- Rebound in revenue benchmark to be delayed, executive says
- Falling fuel prices help boost profits to record level
American Airlines Group Inc. reported record profits even as it said the opportunities to raise ticket prices will be limited this year due to continuing U.S. fare wars and a strong dollar that’s damping demand abroad.
The world’s largest airline benefited from a 50 percent drop in the average spot price of jet fuel in the fourth quarter, helping it beat profit estimates.
Yet the inability to raise fares means it will take until 2017 for a key revenue yardstick to post year-over-year gains, American President Scott Kirby said Friday on a conference call. His previous forecast was for an improvement later this year in revenue collected for each seat flown a mile. Fares move in tandem with oil prices, Kirby said, which are near 12-year lows.
“When oil prices go up, you’ll see fares start to go up,” Kirby said.
Shares reversed losses in earlier trading to advance 2.2 percent to $38.99 at the close in New York. That trailed the 3.4 percent gain in the Bloomberg U.S. Airlines Index.
American is bullish on its outlook, and will continue buying back stock at the current low price, Chief Executive Officer Doug Parker said. The airline repurchased $1.1 billion last quarter, or 25.6 million shares.
The airline’s adjusted profit of $2 a share exceeded the $1.97 average of 15 analyst estimates compiled by Bloomberg.

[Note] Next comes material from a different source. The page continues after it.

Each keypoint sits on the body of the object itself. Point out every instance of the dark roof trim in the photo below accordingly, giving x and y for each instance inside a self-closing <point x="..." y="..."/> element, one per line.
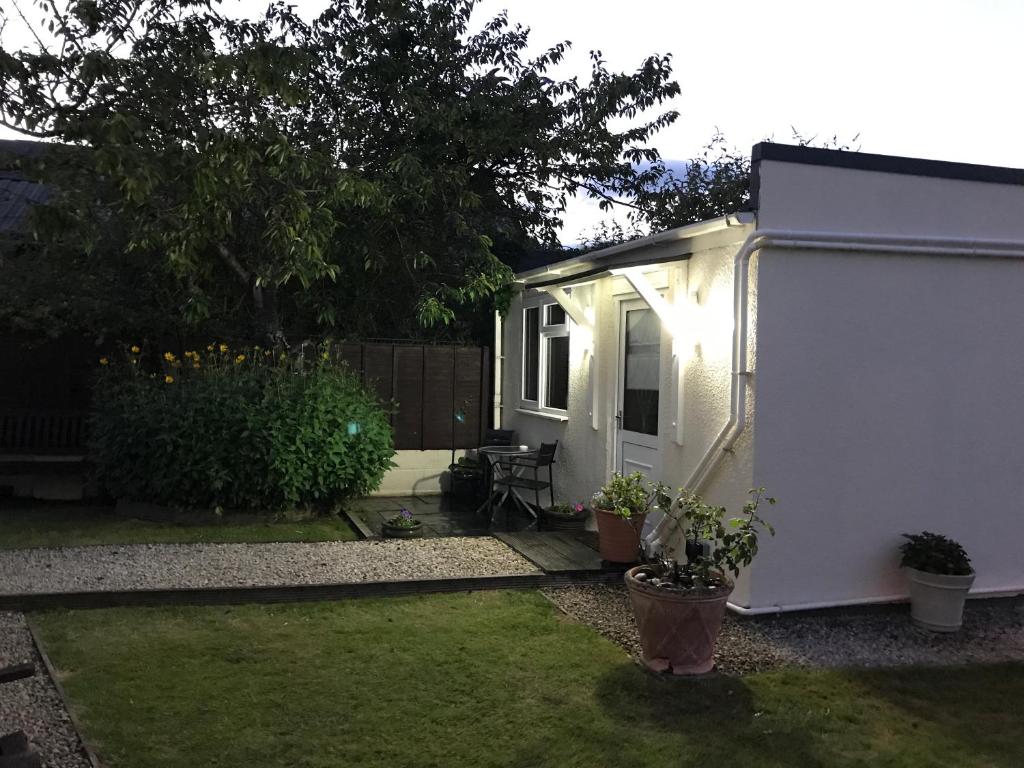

Fourth-quarter sales dropped 5.2 percent to $9.63 billion, the airline said in a statement Friday. That fell short of the $9.65 billion average estimate.
The carrier doesn’t expect “meaningful” changes in pricing in the Dallas market, even as significant capacity additions last year by discounters Southwest Airlines Co. and Spirit Airlines Inc. slow down, Kirby said. Fare wars also have affected industry pricing in Chicago, Houston and Orlando, Florida. American first vowed last May not to lose passengers to deeply discounted fares.

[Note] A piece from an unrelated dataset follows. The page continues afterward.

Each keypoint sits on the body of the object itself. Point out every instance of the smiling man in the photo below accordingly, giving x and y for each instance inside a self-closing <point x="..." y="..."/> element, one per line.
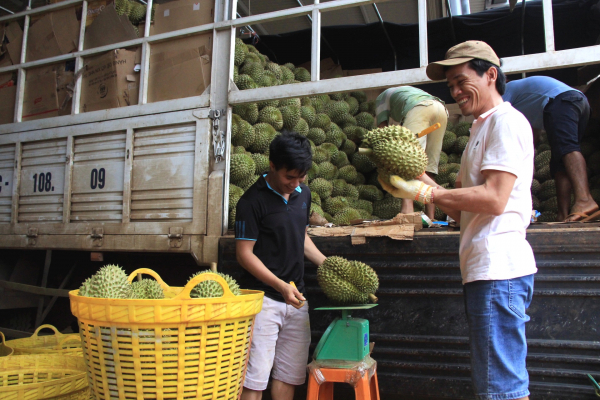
<point x="271" y="244"/>
<point x="492" y="201"/>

“American intends to always compete aggressively on price,” Kirby said Friday.
The world’s largest airline benefited more than rivals from the fall in jet-fuel prices because it didn’t lock in rates in advance. That practice, known as hedging, forced carriers including Delta Air Lines Inc. and Southwest to pay above market rates for fuel.
American’s adjusted profit advanced to $1.29 billion from $1.1 billion a year earlier. The latest figure excluded a $3 billion noncash benefit related to the reversal of a tax valuation allowance, a $592 million charge to write off Venezuelan currency held by the airline and $450 million of merger-related costs.
The Brazilian currency has plummeted 35 percent against the dollar in the last year amid a recession, and Kirby said economic slowing there and in Venezuela hasn’t bottomed out. American is the largest U.S. carrier to Latin America, and previously trimmed capacity to both countries.
“We’ve been in Brazil for a long time,” Kirby said. “We’re not going to just abandon the country over a rough patch we expect to eventually improve. It’s going to be rough for a while.”